Yes, the deal’s imperfections are apparent. Pyongyang has turned over 19,000 pages of documents of its plutonium production program for making nuclear weapons, and has blown up the cooling tower at its main nuclear reactor. It has yet to reveal, however, the details of a secret uranium enrichment program. (Most experts don’t believe that program got far.)

Also missing are accounts of its sales of nuclear technology to other problematic nations, like Iran and Syria. Israel recently blew up a Syrian facility that supposedly was a nuclear reactor being built secretly with North Korean help.

The North Koreans, the most infuriating of negotiators, were six months late in turning over the documents. Verification will be difficult but crucial. Much needs to be confirmed in next 45 days, during which Congress can review the deal.

And, yes, the superhawks are correct to call the regime of Kim Jong Il despicable. It has starved its own people and sentenced untold thousands to death camps. One issue that slowed the deal was North Korea’s failure to come clean with Japan over the fate of scores of Japanese who were kidnapped from Japanese coastal areas. The abductees were forced to train North Korean spies. Some have been returned to Japan, but the fate of others is still unknown.

President Bush said he would work with Japan to resolve this issue, and he should do so. He did not, however, mention the equally tragic case of U.S. permanent resident and Christian missionary Kim Dong-shik, who was abducted by North Korean agents in northeast China in 2000 while helping desperate North Korean refugees flee their country. If Kim is still alive, he presumably is suffering inside a North Korean prison. This case, too, needs resolving.
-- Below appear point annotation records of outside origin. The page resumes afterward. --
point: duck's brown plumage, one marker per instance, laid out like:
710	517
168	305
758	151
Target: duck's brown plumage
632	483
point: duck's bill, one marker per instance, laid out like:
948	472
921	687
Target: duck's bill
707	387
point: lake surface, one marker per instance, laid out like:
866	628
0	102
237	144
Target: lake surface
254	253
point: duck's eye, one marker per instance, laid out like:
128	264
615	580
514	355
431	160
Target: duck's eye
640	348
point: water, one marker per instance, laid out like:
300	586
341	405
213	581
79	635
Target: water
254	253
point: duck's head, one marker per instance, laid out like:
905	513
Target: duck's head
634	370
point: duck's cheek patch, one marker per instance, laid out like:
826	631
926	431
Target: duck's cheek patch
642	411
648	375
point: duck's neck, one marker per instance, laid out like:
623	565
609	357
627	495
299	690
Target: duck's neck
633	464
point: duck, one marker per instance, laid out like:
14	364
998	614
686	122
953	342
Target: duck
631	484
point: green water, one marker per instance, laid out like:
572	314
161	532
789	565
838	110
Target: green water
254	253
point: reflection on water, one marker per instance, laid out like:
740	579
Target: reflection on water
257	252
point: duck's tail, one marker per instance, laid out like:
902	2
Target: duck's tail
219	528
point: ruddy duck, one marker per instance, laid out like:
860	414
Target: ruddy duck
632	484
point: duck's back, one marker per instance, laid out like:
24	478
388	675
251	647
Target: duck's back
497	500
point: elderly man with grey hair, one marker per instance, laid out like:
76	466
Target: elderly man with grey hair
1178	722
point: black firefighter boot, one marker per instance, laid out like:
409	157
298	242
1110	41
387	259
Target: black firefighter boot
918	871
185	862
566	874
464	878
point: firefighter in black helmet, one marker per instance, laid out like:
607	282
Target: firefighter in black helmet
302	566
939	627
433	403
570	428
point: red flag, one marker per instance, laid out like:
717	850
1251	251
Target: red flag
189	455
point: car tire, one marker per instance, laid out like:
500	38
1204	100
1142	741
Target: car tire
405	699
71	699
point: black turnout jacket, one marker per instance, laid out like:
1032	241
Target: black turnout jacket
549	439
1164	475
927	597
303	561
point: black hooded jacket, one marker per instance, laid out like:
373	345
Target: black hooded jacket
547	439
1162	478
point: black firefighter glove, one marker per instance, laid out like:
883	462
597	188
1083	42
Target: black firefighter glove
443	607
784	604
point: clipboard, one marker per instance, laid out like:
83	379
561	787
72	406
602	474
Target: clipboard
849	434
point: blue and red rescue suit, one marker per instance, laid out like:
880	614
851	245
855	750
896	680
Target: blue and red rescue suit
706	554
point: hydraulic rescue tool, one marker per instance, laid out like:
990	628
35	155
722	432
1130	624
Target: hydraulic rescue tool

The bottom line, however, is not whether the deal is imperfect; it is whether a deal makes visible progress toward ending North Korea’s nuclear program. “We believe our policy could verifiably get the (North Korean) regime out of the plutonium-making business,” Rice wrote in the Wall Street Journal. That is a big deal.

The Cheneyites have never admitted their path has led only to failure. The White House debunked and backed off a 1994 U.S.-North Korean deal that had shut down Pyongyang’s plutonium program. The result: North Korea unsealed the reactor, enriched six to 10 bombs worth of plutonium, and tested a weapon. Nor did the Cheney approach do anything to improve Pyongyang’s terrible human-rights record.

For years, Bush permitted multilateral talks but no direct U.S. contacts with North Korea – a charter member of the “axis of evil.” Only when Rice finally let U.S. negotiator Christopher Hill engage directly with his North Korean counterparts in 2007 did talks finally move forward. Cheney was reportedly furious.

Future progress will be slow and incremental. North Korea may backslide. But removal from the terrorism list provides only minimum economic benefits. Other sanctions won’t be dropped before Pyongyang lives up to its commitments. “What if North Korea cheats?” Rice asks rhetorically. “The answer is simple. We will reimpose … sanctions.”

Her message sounds so logical, so pragmatic. Negotiate, assess progress, look for incremental change rather than the transformation of nations. What’s unclear about the new White House pragmatism is whether the president has connected the dots on stopping dangerous nuclear programs, dots that connect Libya to North Korea to Iran.

Direct talks led to the end of Libya’s nuclear program, and hold the best chance to curb North Korea’s. But the wait of seven years will make it much harder to reach that goal with Pyongyang, and exponentially harder to reach similar results with Tehran.

The burden will fall on the next president. Hopefully, he will learn from this one’s mistakes.